[Cryptography] Shortening block cipher length...

Christian Huitema huitema at huitema.net
Mon Mar 29 20:44:00 EDT 2021


On 3/29/2021 8:42 AM, Phillip Hallam-Baker wrote:
> OK so what I need right now turns out to be a 64 bit block cipher.
>
> Relax: I am not using it for encryption.
>
> What I want is a means of permuting my 64 bit session ID so that I don't
> leak information. So the obvious way to do this is to use a block cipher
> with a key.
>
> The easiest way to do this is to simply use DES. It is more than capable of
> being used for this purpose. But then I have to explain to everyone why it
> is OK to use DES. So I could use 3DES but that is still icky and incurs the
> cost of auditing the implementation decision.
>
> Using DES is probably OK for now because this is an implementation issue,
> not a specification  issue.

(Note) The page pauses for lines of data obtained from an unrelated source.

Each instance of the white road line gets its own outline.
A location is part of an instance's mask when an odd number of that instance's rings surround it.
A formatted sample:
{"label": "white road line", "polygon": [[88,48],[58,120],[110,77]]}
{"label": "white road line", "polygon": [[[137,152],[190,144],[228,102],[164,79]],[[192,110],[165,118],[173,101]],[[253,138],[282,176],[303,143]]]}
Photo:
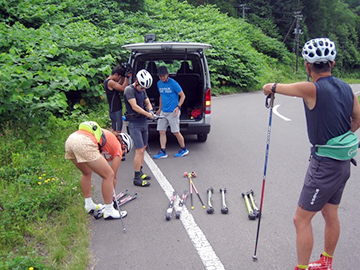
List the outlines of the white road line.
{"label": "white road line", "polygon": [[[145,152],[145,163],[149,166],[152,174],[158,181],[161,188],[164,190],[165,195],[170,199],[172,197],[174,188],[170,182],[166,179],[156,163],[152,160],[147,152]],[[205,234],[196,224],[194,217],[190,214],[186,206],[184,205],[181,211],[180,220],[189,235],[189,238],[198,252],[201,261],[203,262],[205,269],[208,270],[222,270],[225,269],[221,263],[219,257],[216,255],[214,249],[208,242]]]}
{"label": "white road line", "polygon": [[281,114],[277,111],[277,109],[278,109],[279,107],[280,107],[280,105],[275,105],[275,106],[274,106],[274,108],[273,108],[274,114],[277,115],[278,117],[280,117],[281,119],[285,120],[285,121],[291,121],[290,118],[287,118],[287,117],[281,115]]}

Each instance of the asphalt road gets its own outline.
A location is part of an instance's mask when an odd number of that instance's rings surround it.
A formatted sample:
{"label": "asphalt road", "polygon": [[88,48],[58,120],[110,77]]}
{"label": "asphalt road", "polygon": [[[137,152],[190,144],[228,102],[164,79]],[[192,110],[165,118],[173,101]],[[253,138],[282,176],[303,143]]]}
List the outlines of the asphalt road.
{"label": "asphalt road", "polygon": [[[360,91],[360,85],[353,87]],[[148,188],[132,184],[133,153],[121,164],[117,192],[128,189],[138,198],[122,207],[128,211],[123,221],[91,219],[91,269],[294,269],[296,265],[295,229],[292,223],[297,199],[308,165],[309,142],[301,99],[277,96],[274,108],[270,151],[261,219],[258,261],[255,248],[257,220],[247,217],[242,192],[253,189],[258,205],[263,183],[269,109],[261,92],[222,96],[212,99],[212,129],[205,143],[186,137],[188,156],[175,158],[178,145],[169,138],[169,157],[146,157],[144,171],[153,176]],[[280,115],[275,114],[279,113]],[[286,118],[285,118],[286,117]],[[286,121],[287,120],[287,121]],[[359,135],[359,134],[358,134]],[[150,154],[159,150],[152,138]],[[195,209],[186,202],[181,219],[164,218],[172,189],[188,189],[184,171],[195,171],[194,179],[206,204],[206,190],[213,187],[215,213],[209,215],[194,196]],[[156,178],[156,179],[155,179]],[[336,270],[357,269],[360,265],[359,167],[352,175],[339,209],[341,236],[334,257]],[[101,180],[94,175],[94,197],[101,202]],[[220,188],[226,188],[227,215],[221,214]],[[195,194],[194,194],[195,195]],[[321,214],[313,220],[315,237],[312,260],[323,251]]]}

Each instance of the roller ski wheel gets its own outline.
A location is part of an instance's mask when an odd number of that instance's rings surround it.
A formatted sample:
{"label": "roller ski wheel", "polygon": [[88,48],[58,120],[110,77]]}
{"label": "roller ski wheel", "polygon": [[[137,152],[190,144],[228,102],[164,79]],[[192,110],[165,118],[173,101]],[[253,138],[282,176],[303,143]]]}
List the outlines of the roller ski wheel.
{"label": "roller ski wheel", "polygon": [[177,192],[174,191],[173,192],[173,195],[170,199],[170,202],[169,202],[169,206],[168,208],[166,209],[166,213],[165,213],[165,219],[167,221],[169,221],[171,219],[171,216],[172,216],[172,213],[174,211],[174,204],[175,204],[175,200],[176,200],[176,195],[177,195]]}
{"label": "roller ski wheel", "polygon": [[179,219],[180,218],[180,215],[181,215],[181,211],[186,203],[186,198],[187,198],[187,195],[188,195],[188,191],[187,190],[184,190],[183,194],[181,195],[180,197],[180,201],[179,201],[179,207],[178,209],[175,211],[175,218],[176,219]]}

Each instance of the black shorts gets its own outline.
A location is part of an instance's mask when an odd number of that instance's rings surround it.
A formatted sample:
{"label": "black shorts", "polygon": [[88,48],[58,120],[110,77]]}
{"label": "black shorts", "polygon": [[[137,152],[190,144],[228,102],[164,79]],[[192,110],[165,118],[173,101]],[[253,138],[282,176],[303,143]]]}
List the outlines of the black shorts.
{"label": "black shorts", "polygon": [[349,177],[350,160],[312,157],[298,205],[304,210],[317,212],[326,203],[340,204]]}
{"label": "black shorts", "polygon": [[134,141],[135,149],[143,148],[148,144],[149,131],[146,118],[139,121],[129,121],[129,133]]}

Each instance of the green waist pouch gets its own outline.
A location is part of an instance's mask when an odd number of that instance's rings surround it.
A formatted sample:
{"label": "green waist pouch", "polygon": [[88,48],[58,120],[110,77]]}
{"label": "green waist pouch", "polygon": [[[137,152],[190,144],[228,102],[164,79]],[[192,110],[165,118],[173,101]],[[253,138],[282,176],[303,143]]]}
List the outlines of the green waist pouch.
{"label": "green waist pouch", "polygon": [[359,139],[350,130],[345,134],[332,138],[326,145],[315,145],[316,155],[337,160],[350,160],[356,156],[359,148]]}

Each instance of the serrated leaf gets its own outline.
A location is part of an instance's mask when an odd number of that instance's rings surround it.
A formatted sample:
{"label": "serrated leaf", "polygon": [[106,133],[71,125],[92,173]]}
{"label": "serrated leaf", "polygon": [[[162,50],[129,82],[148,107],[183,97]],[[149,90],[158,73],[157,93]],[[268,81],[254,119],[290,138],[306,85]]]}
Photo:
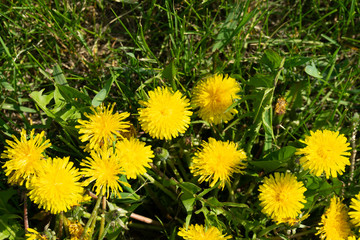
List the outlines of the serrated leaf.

This is self-to-self so there isn't an interop
> constraint. But it would be nice to point to something principled.
>
>
> The simplest clean option is to write a very simple block cipher using a
> key derivation function to provide a schedule of XOR masks combined with n
> bit rotations. That would make it easy to create a permutation algorithm
> for an arbitrary length bit string.
>
> More generally, could take an existing block cipher that has a 32-bit
> rotate step and swap that out for an n bit rotate so that the data path is
> effectively narrowed to n bits.
>
> Question then is how many rounds? And to decide that I would need to define
> an attack mode.
>
> What I am trying to prevent here is leaking the sequence number so it is
> probably simplest to analyze it as a block encryption function but the
> security concern is much weaker.
>
> This process doesn't need to be at all quick because it can be done
> offline. And it might well be a good idea to make the algorithm a little
> slow on purpose just to make sure nobody tries to use it as a replacement
> for AES.

That exact same problem was solved in QUIC by using AES as a stream 
cipher. Sort of.

Assume the message is:

       <sequence_number><encrypted data>

What QUIC does, in a very simplified way, is pick a seed of 16 bytes of 
encrypted data bytes at a known position. Say, if your sequence number 
is 8 bytes, pick seed = bytes[8..23]. Encrypt that with AES to get 16 
bytes of "mask". Then take how many bytes you need (8 in your example) 
and XOR the sequence number with that.